Advances in Engineering Methods for Non-Destructive Measurement and Beneficial Redistribution of Residual Stresses

Engineering properties of structures and materials, such as fatigue life, distortions, dimensional stability and corrosion resistance can be considerably affected by presence of residual stresses (RS) [1]. The knowledge of RS and ability to control their distribution is critical in welded structures when evaluating their fatigue life and preventing catastrophic failures. To address the major aspects of residual stresses and their behavior in structural elements, an engineering concept of residual stress management (RSM) has been developed [2] that takes into account all major stages of stress interaction with materials and structures, i.e. RS determination, RS analysis and RS redistribution. Using this approach, stresses in structures can be evaluated in each specific case either theoretically or experimentally and their performance optimized. 

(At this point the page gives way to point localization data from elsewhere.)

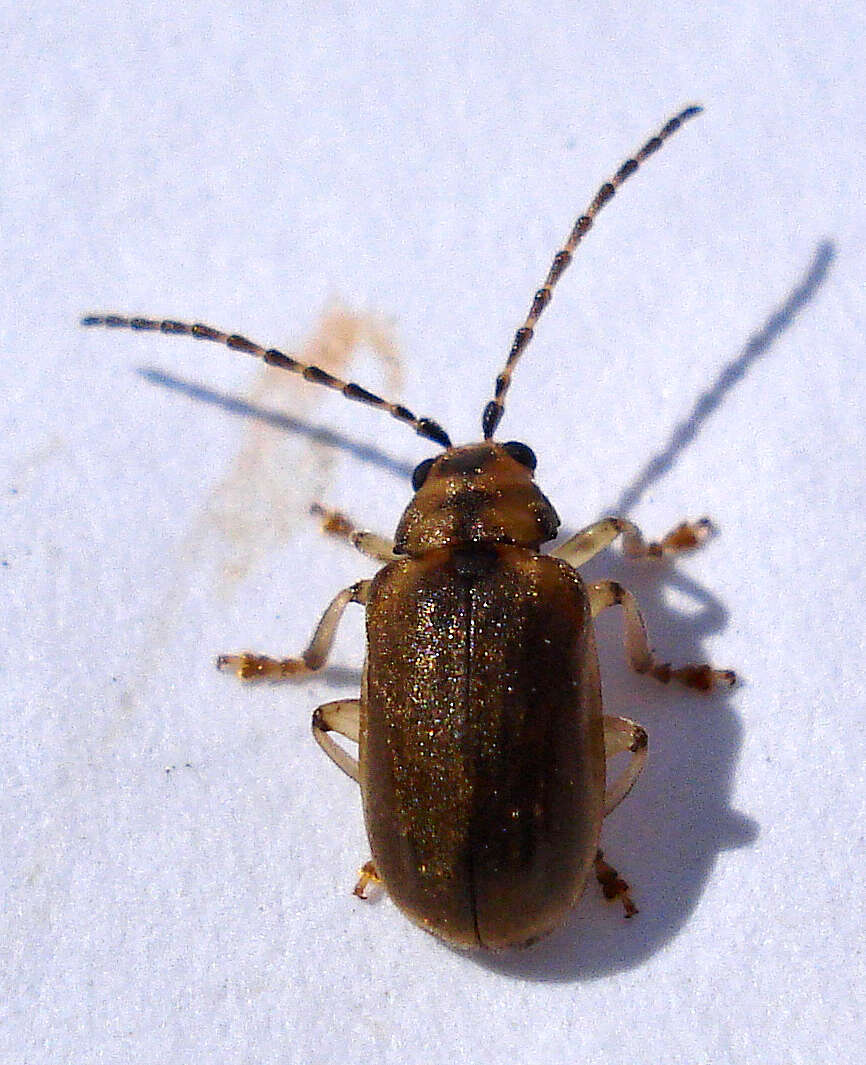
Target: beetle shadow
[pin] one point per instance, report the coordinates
(243, 408)
(666, 841)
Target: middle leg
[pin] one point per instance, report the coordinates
(250, 667)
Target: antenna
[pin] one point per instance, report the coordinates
(494, 410)
(423, 426)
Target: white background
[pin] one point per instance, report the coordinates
(177, 853)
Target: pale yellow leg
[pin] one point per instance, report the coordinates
(606, 593)
(338, 525)
(620, 736)
(251, 667)
(588, 542)
(366, 874)
(342, 717)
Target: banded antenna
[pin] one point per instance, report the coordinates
(493, 411)
(423, 426)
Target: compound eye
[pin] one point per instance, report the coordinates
(520, 453)
(421, 472)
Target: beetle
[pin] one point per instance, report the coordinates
(483, 744)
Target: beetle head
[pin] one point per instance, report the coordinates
(479, 493)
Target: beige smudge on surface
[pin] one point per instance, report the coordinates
(266, 492)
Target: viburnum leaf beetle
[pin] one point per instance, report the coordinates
(481, 740)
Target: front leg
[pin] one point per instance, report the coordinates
(249, 667)
(335, 523)
(588, 542)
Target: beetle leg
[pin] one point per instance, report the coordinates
(613, 885)
(337, 524)
(620, 736)
(249, 667)
(605, 593)
(366, 874)
(588, 542)
(342, 717)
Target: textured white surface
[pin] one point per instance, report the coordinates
(177, 853)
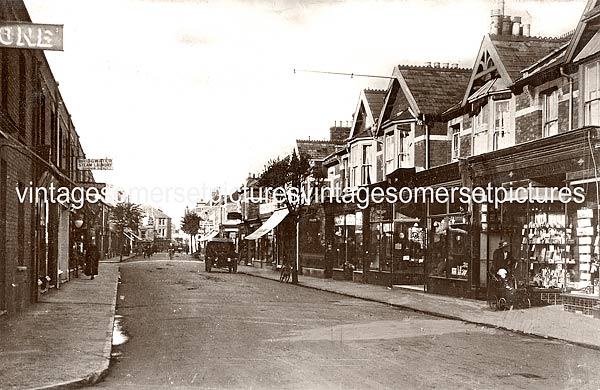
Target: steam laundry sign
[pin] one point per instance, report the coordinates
(31, 36)
(87, 164)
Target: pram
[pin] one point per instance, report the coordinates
(505, 294)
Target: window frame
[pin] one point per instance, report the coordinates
(455, 141)
(591, 96)
(549, 125)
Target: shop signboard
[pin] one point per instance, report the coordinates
(96, 164)
(23, 35)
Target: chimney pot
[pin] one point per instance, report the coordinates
(516, 28)
(506, 25)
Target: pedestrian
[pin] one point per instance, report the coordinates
(329, 261)
(502, 259)
(92, 256)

This presentation is built as an overview of the application of new RSM tools in the fields of non-destructive measurement of residual and applied stresses and in treatment of structures with residual stresses to achieve better performance and longer fatigue life. It will review and update the audience on arelatively new technique for non-destructive measurements of residual stresses in bulk, surface and subsurface layers of materials using an ultrasonic computerized complex for residual stress measurement. The theoretical background and a number of selected examples of measurements will be discussed. In the follow up sections an update and review of applications of the ultrasonic peening is presented with some theoretical background and examples of application in air and under water that allowed improving the quality of the welds and increasing their fatigue life. The beneficial effects of UP are discussed in terms of relieving of harmful tensile residual stresses and introducing of compressive residual stresses into surface layers of materials, and through decreasing of stress concentration in weld toe zones and enhancement of mechanical properties of the surface layers of the materials.